The Build Back Better bill puts workers and communities first. It is injecting $5 billion into the Economic Development Administration, with specific exceptions for communities dependent on fossil fuels, to develop regional economic growth poles. It encourages the construction of renewable energy facilities, with additional incentives for those settling in communities affected by the closure of coal mines and coal-fired power plants.
It provides $9.7 billion in loans and grants to help rural cooperatives switch to renewable energy sources. As my book explains, many of these co-ops, which serve 92 percent of persistently poor counties in the United States, are bound by long-term contracts with more expensive coal-fired power generation. Environmental Justice Grants help with sanitation in communities on the front lines of coal burning and fossil fuel extraction. Climate funds can support conservation efforts to mitigate worsening flooding. These provisions, along with loans and grants to support solar installation and weather protection, can spur job creation and generate local tax revenue, critical to the economic transformation of these communities.
The bill invests in people. Extending the Child Tax Credit will keep thousands of children out of poverty and provide them with better health care and better education opportunities. Several studies have shown how investments in childhood do more than pay off in wage returns. The bill supports investments to meet basic needs, including water and wastewater management and energy conservation programs. It extends the black lung excise tax which pays for the health and benefits of affected miners.

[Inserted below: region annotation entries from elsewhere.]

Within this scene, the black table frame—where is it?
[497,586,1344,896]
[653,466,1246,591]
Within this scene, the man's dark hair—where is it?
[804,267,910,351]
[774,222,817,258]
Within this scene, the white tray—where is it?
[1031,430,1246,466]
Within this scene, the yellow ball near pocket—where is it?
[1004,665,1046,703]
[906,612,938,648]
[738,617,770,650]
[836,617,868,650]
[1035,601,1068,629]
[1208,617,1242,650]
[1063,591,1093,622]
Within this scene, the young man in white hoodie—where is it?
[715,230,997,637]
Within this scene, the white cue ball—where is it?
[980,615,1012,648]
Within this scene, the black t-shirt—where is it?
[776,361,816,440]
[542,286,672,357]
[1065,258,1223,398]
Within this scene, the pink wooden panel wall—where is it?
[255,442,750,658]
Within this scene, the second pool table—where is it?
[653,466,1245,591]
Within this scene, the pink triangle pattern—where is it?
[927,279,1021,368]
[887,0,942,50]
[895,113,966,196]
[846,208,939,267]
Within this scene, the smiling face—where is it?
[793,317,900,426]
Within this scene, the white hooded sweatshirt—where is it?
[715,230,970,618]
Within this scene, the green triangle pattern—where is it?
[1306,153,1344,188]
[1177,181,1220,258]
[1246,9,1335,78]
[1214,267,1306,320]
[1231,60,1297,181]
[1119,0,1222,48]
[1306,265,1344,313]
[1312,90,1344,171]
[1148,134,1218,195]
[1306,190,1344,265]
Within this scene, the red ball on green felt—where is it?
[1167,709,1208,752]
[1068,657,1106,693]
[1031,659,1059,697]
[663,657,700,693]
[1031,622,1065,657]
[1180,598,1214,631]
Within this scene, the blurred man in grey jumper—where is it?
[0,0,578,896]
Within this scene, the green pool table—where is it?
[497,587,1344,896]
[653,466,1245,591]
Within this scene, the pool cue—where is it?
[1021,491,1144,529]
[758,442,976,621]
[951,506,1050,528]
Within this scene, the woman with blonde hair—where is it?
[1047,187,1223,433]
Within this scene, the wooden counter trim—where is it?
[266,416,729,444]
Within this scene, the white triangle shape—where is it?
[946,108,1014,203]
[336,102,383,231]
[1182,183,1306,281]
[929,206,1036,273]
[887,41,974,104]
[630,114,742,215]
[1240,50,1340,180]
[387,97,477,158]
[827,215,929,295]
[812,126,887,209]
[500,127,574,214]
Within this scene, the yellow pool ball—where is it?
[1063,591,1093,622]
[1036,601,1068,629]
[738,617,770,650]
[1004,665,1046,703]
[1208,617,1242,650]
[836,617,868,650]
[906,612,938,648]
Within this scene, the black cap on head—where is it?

The bill has the strong support of many local organizations, labor unions, environmental groups, nearly 400 business and investor coalitions, and the general public.
According to the Congressional Budget Office, the bill would result in a $160 billion deficit over 10 years (0.1% of GDP). In contrast, the 2017 tax cut that added $1.9 trillion to the debt over a decade, with benefits skewed in favor of the wealthiest Americans. Deficit spending for people and communities in distress, with proper oversight, is a prudent economic strategy.
Shanti Gamper-Rabindran, the author of “America’s Energy Gamble: People, Economy and Planet” (Cambridge University Press 2022), is an associate professor at the University of Pittsburgh.